Microsoft Office Tutorials and References
In Depth Information
Deviating from the Middle
In Figure 9-12, the first COVARIANCE measures the similarity of the amount
of snowfall with the number of customers, but just for 0 to 3 inches of snow.
The formula in cell G7 is =COVARIANCE.P(B5:B8,D5:D8). The answer is
–6.875. This means that, as snowfall increases, the number of customers
decreases. The two sets of data go in opposite directions. As one goes up,
the other goes down. This is confirmed by the result being negative.
The formula in cell G12 is =COVARARIANCE.P(B5:B13,D5:D13). This
examines all the values of the data sets, inclusive of 0 to 8 inches of snow. The
covariance is –47.7778. This, too, confirms that as snowfall increases, the
number of customers decreases.
However, note that the covariance of the first calculation, for 0 to 3 inches of
snow, is not as severe as the second calculation for 0 to 8 inches. When there
is just up to 3 inches of snow on the ground, some customers stay away —
but not that many. On the other hand, when there are 8 inches of snow, no
customers show up. The first covariance is comparably less than the second:
–6.875 versus –48.2222. The former number is closer to 0 — and tells you that
a few inches of snow don’t have much effect.
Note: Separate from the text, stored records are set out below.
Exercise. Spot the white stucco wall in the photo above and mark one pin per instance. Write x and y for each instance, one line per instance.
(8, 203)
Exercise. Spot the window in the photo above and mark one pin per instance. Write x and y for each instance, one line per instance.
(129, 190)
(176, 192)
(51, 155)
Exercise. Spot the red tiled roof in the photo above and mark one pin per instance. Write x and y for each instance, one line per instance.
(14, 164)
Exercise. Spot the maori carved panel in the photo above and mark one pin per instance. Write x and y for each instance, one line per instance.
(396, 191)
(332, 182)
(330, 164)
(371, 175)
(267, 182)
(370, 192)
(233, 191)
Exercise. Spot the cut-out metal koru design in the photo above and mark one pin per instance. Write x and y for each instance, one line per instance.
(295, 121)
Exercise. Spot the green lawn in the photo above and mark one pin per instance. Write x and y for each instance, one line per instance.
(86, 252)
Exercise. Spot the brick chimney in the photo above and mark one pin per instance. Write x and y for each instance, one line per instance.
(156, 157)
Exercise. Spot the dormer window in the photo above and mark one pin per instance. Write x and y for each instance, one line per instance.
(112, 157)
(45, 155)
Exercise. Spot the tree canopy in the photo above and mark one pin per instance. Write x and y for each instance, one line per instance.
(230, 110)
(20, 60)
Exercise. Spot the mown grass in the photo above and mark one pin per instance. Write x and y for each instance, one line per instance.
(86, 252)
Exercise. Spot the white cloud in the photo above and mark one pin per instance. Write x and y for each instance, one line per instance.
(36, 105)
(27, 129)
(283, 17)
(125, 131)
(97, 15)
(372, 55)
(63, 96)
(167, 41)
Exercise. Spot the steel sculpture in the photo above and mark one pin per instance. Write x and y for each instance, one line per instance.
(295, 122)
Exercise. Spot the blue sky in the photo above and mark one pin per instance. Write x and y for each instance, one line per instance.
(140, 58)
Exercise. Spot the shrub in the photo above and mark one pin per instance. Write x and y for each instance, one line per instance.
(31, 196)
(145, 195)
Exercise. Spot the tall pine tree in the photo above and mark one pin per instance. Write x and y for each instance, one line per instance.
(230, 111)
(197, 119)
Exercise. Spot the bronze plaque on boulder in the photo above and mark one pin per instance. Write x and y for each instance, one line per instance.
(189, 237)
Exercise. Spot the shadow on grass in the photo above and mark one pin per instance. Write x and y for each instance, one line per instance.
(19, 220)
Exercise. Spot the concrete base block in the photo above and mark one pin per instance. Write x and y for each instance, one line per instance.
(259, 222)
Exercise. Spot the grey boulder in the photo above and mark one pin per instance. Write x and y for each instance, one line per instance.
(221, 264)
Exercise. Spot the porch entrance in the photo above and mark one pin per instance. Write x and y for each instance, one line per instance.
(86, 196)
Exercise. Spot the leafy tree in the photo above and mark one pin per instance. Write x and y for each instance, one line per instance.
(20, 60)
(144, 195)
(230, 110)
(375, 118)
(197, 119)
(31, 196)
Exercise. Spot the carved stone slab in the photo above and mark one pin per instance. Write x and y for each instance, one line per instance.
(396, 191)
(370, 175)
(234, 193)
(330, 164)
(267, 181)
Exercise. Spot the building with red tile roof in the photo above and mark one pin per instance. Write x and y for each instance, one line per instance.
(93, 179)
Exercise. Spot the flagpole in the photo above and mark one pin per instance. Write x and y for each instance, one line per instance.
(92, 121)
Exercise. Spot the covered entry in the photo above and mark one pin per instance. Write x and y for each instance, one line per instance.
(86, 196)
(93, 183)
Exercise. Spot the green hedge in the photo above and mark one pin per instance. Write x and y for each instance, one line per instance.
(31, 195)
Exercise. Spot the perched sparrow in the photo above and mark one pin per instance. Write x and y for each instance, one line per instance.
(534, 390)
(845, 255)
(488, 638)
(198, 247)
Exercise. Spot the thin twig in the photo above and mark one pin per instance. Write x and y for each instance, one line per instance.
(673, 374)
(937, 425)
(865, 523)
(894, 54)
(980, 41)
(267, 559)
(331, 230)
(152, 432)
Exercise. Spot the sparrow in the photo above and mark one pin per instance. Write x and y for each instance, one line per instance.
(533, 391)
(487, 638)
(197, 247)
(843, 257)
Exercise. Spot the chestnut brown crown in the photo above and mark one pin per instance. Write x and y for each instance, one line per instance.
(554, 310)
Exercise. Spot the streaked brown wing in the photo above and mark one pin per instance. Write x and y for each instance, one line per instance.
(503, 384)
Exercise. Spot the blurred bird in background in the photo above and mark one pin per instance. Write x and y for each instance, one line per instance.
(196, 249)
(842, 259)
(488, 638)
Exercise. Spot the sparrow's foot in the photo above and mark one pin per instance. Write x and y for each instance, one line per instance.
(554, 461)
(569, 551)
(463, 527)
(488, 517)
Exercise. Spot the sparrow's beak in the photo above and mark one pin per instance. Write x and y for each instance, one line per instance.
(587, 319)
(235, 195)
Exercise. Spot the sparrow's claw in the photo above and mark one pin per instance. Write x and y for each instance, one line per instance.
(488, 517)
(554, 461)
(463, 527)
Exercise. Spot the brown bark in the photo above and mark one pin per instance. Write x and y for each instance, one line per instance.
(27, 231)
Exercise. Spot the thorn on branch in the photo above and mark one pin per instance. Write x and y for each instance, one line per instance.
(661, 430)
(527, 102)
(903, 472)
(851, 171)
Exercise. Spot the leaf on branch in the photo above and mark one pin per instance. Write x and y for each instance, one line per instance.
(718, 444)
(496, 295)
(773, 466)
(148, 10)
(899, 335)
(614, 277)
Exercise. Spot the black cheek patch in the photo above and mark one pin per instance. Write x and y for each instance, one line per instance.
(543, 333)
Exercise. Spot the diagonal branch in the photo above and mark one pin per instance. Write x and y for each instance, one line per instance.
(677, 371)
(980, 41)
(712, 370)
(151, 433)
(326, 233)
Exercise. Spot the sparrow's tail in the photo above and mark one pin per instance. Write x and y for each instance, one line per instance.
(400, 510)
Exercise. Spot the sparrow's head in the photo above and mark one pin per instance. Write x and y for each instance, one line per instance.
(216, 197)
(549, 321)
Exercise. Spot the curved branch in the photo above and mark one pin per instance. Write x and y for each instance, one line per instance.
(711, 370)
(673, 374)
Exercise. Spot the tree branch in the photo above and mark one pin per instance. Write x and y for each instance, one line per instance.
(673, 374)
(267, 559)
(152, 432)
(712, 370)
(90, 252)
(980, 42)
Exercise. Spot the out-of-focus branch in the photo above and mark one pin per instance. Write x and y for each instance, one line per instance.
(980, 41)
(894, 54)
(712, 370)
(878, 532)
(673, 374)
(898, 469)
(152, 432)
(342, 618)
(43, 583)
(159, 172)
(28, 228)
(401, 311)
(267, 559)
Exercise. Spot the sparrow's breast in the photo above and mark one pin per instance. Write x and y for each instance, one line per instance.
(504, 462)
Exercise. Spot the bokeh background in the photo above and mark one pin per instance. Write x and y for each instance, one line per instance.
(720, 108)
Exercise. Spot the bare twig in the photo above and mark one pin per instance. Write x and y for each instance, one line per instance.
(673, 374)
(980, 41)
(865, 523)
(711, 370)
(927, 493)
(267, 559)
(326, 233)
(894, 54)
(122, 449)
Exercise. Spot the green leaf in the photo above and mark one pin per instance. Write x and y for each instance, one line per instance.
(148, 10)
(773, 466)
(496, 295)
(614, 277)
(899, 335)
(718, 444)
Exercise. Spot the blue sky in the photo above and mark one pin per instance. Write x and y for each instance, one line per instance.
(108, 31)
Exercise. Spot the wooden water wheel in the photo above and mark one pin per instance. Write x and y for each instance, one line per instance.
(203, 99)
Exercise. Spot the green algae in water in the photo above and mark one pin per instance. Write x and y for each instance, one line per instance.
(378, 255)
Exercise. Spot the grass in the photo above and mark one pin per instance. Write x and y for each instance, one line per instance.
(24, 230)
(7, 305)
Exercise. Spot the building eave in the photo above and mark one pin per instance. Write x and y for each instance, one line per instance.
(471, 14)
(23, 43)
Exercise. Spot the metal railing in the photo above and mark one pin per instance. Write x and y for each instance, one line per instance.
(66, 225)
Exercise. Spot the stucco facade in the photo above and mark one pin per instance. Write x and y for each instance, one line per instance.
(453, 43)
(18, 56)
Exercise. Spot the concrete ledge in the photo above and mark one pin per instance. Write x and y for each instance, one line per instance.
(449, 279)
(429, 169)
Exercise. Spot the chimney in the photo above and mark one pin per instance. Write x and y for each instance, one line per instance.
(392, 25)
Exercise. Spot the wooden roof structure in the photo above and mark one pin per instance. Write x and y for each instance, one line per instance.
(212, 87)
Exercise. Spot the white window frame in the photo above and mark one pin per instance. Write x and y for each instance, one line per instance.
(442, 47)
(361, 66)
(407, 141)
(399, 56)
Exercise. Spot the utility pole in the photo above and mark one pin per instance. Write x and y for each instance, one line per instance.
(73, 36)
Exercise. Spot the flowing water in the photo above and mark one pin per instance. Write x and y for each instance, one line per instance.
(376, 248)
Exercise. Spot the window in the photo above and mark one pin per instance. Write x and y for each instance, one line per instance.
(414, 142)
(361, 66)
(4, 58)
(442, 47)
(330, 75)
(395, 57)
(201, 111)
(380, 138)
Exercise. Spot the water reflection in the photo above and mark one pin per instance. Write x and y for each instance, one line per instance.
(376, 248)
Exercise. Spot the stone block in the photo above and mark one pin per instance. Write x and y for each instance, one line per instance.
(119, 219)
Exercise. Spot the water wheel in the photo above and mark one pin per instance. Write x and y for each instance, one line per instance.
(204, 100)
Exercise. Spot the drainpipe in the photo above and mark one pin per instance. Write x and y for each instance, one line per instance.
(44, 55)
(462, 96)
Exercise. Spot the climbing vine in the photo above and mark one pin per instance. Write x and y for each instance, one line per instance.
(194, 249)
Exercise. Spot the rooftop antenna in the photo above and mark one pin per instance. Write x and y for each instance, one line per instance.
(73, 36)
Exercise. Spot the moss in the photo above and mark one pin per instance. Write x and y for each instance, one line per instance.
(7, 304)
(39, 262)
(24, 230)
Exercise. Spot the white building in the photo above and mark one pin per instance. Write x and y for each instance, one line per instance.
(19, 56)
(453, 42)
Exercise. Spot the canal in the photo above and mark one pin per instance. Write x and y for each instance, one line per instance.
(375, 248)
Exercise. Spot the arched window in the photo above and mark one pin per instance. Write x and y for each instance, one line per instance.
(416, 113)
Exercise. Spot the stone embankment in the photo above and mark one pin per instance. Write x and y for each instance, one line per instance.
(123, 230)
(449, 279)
The latter number is
significantly distanced from 0 — and, sure enough, when up to 8 inches of snow is
considered, customers stay home.
Note that the COVARIANCE.P function is used when using the data in rows
5 through 8 because those data points are being considered as a population
and not a sample of a population.
Here’s how to use the COVARIANCE.P function:
1. Enter two lists of numbers.
The lists must be the same size.
2. Position the cursor in the cell where you want covariance to appear.
3. Enter =COVARIANCE.P( to start the function.
4. Drag the pointer over the first list, or enter the address of the range.
5. Enter a comma ( ,).
6. Drag the pointer over the second list, or enter the address of the range.
7. Enter a ) and press the Enter key.
CORREL
The CORREL function works in the manner as COVARIANCE, but the result is
always between –1 and 1. The result is, in effect, set to a standard. Then the
result of one correlation can be compared to another.